There’s still gold in California’s Sierra Nevada foothills and a new rush to find it. Not since the Great Depression have so many hard-luck people been lured by prospecting, hoping to find their fortune tumbling down a mountain stream.
The recession and high gold prices are helping to fuel the latest gold craze, especially among workers who have lost jobs.
“I guess there’s always hope. At home, I don’t have any right now,” said Steve Biorck, a concrete finisher who headed west because construction work dried up in Tennessee. Now he spends days standing knee-deep in an icy creek coaxing gold flakes from a swirling pan of gravel.
Miners who locate an unclaimed area can pay a US$170 fee to the Bureau of Land Management for access to the land. Most claims are along the 200km of steep granite outcrops and rushing riverbeds that are part of California’s Mother Lode, a narrow band of gold-rich terrain.
When Don Wetter was in the Army, he guarded Fort Knox in Kentucky, home of the US Treasury’s gold depository. Now that he’s been discharged, Wetter hopes to find some gold of his own using an anticipated loan for a “grubstake,” an old mining term for money to sustain the search.
Wetter, a 22-year-old tree trimmer from Troy, Michigan, said he wanted to turn to hunt for gold because most of his customers lost their jobs or moved away.
Many would-be gold panners are drawn to the South Fork of the American River, where the 1849 discovery of nuggets at Sutter’s Mill launched the largest human migration in the Western Hemisphere.
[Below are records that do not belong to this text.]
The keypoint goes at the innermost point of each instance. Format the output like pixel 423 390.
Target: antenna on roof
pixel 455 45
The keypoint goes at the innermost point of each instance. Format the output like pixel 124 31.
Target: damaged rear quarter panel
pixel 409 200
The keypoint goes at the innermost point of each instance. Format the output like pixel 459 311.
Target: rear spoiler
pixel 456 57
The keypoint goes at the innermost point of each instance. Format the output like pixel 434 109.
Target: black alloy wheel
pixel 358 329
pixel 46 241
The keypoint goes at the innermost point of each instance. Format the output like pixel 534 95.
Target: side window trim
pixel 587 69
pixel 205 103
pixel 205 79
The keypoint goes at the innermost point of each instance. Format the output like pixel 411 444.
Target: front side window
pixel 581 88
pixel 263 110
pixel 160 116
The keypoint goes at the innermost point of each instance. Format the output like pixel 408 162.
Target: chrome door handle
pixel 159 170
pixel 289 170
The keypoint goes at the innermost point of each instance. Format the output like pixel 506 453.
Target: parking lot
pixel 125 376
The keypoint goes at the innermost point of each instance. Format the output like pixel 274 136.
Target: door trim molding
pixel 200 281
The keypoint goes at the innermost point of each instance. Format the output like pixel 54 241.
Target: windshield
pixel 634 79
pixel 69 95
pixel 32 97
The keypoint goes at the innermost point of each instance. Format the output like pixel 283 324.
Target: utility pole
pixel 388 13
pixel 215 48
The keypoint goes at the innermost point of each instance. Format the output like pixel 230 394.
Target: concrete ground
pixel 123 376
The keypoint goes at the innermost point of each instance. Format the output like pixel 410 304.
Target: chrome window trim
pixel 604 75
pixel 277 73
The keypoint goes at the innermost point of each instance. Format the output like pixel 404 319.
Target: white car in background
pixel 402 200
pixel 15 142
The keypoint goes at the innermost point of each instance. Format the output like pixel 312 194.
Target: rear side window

The Depression brought another wave of miners in the 1930s.
“It’s hard to keep my equipment in stock,” said Albert Fausel, the third-generation owner of the nearby Old Placerville Hardware store, which was founded to sell sluices, picks and pans to the original ’49ers.
Back then, the price of gold was US$16 an ounce. Today it hovers at about US$1,000.
The store’s wood floors used to creak under the weight of recreational rafters and fisherman. Now prospectors are some of the biggest shoppers.
“A lot of people are out of jobs and know where the gold holes are,” Fausel said.
Between October 2007 and last September, the Bureau of Land Management in California issued gold miners 3,413 permits, or claims, to search for gold on public land. That compared with 1,986 claims in 2006. So far this fiscal year, the agency has issued 1,444.
Many miners believe that only 10 percent of the gold in the Sierra Nevada was discovered in the original gold rush. They are also excited by the prospect of stumbling onto buried treasure.
“A lady was walking over there, kicked a stone with her toe and picked up a nugget just like that,” said Russ Kurz, who at 77 with a bushy white beard looks like a grizzled miner. He points to a sandbar on the American River near Coloma.
“I was walking my dog once and went to pick up a rock and pulled a long nugget straight out of the sand,” he said. “It was worth about US$6,500 — and that was 13 years ago.”
Brent Shock of Jamestown now teaches the newbies he calls “the bonanza people.” He says sandbars, cracks in bedrock and low-pressure eddies behind boulders are prime places to set up sluices, which are metal or plastic channels designed to catch gold.
Spring is the best time to hunt for gold as snow melt churns streams and rivers, potentially uncovering new riches.
“There’s got to be a lot of it sitting around somewhere,” said Eric Tring of Roseville as he panned with his 13-year-old daughter.
The gold fields are becoming so popular that Todd Osborne has had to guard a claim that has been in his family since the 1960s near a remote mountain creek.
A handmade sign with the image of a rifle and the words “private claim” dissuades most intruders, but novices often are unaware that miners can make a stake on public land.
“A couple of years ago there’d be nobody out here,” said Osborne, 41, who began prospecting full-time last year when his work as an arborist slowed.
Osborne, who says both of his grandfathers turned to prospecting during the Depression, knows the people who sold supplies to miners are the ones who stayed rich. One of the most notable examples is denim maker Levi Strauss.
Osborne owns the patent on the Bazooka Gold Trap sluice that he builds with his prospecting partner, Adam Schiffner.
The two can process up to 1,325 liters of streambed gravel a day with it, yielding between US$100 and US$1,000 in gold flakes.
They are betting that the instability of the dollar will drive gold prices even higher and entice more people to his sluice.
“Whether they get rich or not,” Osborne said, “we’ve got part of their grubstake.”